Data menunjukkan bahwa penyaluran pembiayaan produktif oleh platform P2P lending masih tersendat. Sepanjang 2024, pendanaan produktif hanya mencapai Rp95,67 triliun atau 31,83 persen dari total pinjaman tersalurkan. Angka ini jauh dari target 40-50 persen yang dicanangkan untuk tahun-tahun mendatang.
Salah satu tantangan utama terletak pada distribusi geografis: 75 persen lebih pinjaman masih tersentralisasi di Pulau Jawa. Hal ini mencerminkan kesenjangan digital dan finansial yang masih lebar antara wilayah Jawa dan luar Jawa.
Hambatan infrastruktur dan masalah sosial di luar Jawa
OJK menilai minimnya penetrasi internet dan smartphone menjadi penghalang utama ekspansi fintech P2P lending ke luar Jawa. Kurangnya SDM digital serta rendahnya literasi keuangan digital memperburuk situasi di kawasan tersebut.
Selain itu, banyak pelaku usaha di luar Jawa memiliki karakteristik yang berbeda dan belum memiliki rekam jejak kredit formal sehingga sulit dinilai dengan standar yang sama dengan di Jawa.
Peluang masih terbuka lebar
Meski tantangan tak sedikit, peluang di luar Jawa tetap terbuka lebar.

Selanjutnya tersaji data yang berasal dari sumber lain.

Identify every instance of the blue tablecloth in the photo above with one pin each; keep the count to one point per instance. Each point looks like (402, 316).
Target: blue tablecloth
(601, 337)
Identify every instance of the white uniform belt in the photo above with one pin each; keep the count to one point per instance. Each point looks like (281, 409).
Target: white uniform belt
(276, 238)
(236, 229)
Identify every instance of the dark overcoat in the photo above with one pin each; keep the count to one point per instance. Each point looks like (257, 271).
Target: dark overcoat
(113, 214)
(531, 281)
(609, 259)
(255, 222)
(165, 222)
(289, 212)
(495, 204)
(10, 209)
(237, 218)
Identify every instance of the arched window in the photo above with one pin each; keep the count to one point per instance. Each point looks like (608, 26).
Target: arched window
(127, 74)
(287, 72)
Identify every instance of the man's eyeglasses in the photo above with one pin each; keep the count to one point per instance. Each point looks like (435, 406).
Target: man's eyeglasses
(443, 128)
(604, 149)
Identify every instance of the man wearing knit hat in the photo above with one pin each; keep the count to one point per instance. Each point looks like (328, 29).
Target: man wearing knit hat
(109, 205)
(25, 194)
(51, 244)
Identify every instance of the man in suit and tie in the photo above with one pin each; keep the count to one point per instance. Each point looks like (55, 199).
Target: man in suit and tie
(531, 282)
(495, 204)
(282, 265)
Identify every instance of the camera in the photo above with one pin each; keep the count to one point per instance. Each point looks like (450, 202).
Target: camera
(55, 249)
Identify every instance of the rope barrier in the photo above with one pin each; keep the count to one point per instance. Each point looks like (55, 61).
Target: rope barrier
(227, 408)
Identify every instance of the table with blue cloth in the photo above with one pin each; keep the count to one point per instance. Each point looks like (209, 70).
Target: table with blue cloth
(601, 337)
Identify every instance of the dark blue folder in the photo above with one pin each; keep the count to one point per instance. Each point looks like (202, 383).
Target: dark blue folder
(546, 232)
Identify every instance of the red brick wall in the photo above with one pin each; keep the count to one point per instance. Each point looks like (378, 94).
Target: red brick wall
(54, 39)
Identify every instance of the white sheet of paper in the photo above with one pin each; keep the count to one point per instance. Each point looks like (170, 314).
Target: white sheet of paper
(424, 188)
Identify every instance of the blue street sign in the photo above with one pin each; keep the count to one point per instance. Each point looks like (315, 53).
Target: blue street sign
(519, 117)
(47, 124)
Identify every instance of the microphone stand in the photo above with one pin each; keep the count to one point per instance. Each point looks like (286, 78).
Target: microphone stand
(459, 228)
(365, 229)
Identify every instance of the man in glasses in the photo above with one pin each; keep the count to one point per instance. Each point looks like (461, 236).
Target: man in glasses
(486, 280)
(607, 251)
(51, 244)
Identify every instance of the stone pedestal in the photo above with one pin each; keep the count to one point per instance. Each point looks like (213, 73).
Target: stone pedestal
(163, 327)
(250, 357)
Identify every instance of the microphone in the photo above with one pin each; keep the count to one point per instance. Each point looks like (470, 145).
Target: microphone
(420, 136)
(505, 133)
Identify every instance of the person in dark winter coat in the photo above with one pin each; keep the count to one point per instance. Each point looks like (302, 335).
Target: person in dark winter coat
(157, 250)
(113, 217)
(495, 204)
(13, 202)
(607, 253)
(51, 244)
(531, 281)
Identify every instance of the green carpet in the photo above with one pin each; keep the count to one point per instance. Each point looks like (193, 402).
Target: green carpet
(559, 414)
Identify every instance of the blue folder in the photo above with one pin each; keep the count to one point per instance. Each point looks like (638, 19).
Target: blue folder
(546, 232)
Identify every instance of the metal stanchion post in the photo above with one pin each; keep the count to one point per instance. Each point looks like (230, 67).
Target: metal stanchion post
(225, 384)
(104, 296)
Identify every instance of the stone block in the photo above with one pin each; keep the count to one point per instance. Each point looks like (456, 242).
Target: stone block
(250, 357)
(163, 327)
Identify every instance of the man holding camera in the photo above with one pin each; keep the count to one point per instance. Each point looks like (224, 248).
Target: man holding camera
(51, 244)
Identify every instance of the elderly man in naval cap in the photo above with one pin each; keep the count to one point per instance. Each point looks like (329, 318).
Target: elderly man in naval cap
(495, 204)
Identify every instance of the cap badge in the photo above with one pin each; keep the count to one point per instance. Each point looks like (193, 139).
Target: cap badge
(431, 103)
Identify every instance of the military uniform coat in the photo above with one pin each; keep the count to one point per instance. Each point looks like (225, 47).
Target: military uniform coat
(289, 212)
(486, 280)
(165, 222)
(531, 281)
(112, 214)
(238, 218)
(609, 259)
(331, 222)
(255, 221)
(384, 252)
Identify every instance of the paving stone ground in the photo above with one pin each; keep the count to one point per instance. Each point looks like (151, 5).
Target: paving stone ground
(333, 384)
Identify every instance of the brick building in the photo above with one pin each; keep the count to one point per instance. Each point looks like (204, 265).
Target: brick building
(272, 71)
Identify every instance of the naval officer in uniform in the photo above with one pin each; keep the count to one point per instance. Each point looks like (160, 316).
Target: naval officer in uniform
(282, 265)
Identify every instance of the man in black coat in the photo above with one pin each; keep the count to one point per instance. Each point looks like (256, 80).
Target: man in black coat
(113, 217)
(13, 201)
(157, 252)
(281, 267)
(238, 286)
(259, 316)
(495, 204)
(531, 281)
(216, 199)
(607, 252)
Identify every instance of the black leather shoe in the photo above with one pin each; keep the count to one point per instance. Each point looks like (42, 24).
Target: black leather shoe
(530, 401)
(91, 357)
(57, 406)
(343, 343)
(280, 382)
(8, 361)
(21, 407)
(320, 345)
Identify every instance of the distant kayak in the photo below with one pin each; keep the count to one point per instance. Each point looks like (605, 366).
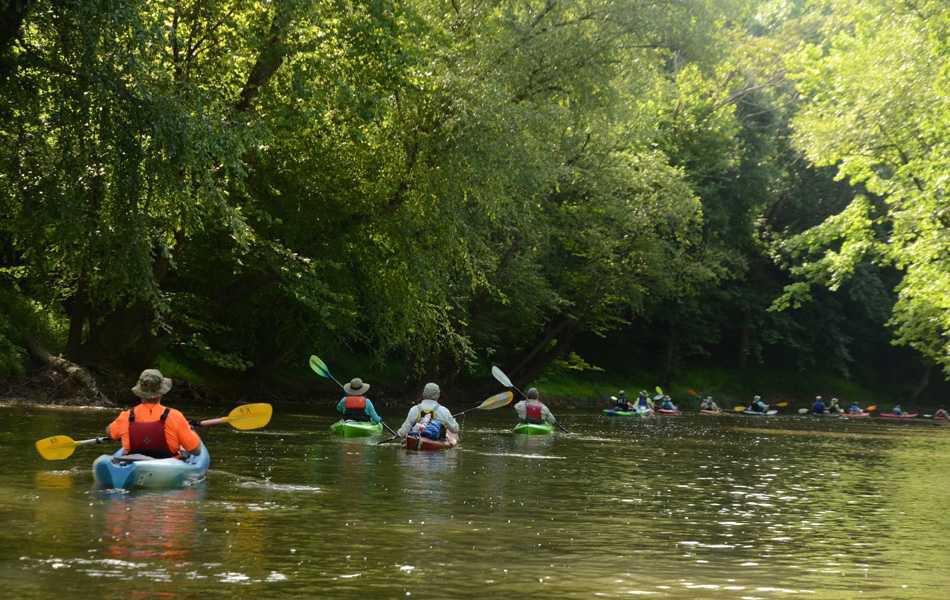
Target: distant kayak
(534, 428)
(119, 471)
(625, 413)
(348, 428)
(755, 413)
(415, 442)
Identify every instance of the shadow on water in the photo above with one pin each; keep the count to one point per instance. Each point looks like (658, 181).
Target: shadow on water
(674, 508)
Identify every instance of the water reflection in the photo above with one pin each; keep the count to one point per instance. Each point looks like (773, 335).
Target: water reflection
(163, 525)
(673, 508)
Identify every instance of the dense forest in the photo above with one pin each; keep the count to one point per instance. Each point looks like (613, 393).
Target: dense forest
(420, 188)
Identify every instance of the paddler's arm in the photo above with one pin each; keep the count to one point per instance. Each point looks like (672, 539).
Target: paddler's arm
(446, 417)
(407, 424)
(121, 423)
(187, 438)
(521, 410)
(371, 411)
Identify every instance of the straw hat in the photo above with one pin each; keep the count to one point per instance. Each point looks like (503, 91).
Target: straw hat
(152, 384)
(356, 387)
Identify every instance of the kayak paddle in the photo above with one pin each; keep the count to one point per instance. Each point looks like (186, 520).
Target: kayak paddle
(496, 401)
(320, 368)
(503, 379)
(244, 417)
(61, 447)
(491, 403)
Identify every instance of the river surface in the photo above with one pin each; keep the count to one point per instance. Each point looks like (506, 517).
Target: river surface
(690, 507)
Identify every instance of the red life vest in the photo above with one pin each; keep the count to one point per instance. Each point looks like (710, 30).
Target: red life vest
(532, 413)
(149, 438)
(354, 407)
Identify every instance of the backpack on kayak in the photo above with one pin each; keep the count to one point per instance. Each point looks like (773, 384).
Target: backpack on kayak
(433, 430)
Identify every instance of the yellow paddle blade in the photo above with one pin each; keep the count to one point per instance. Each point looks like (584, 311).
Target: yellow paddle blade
(250, 416)
(57, 447)
(497, 401)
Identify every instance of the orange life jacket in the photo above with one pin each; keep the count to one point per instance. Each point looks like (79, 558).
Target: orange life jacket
(149, 438)
(354, 407)
(532, 413)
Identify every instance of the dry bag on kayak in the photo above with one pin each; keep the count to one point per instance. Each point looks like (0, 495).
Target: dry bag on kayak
(433, 430)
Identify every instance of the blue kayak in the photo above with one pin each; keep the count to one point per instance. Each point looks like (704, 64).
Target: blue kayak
(121, 471)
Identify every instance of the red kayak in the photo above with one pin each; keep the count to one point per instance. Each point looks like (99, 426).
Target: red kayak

Amartha, misalnya, telah menyalurkan lebih dari 60 persen kreditnya ke luar Jawa dan mencatat performa yang sehat. Modalku juga mulai mengeksplorasi peluang di Bali dan menegaskan pentingnya kolaborasi dengan komunitas lokal dan institusi finansial.
Beberapa pemain mulai menerapkan teknologi AI untuk credit scoring guna menurunkan beban verifikasi manual. Strategi ini diharapkan bisa menjawab tantangan minimnya SDM sekaligus memastikan proses bisnis tetap efisien.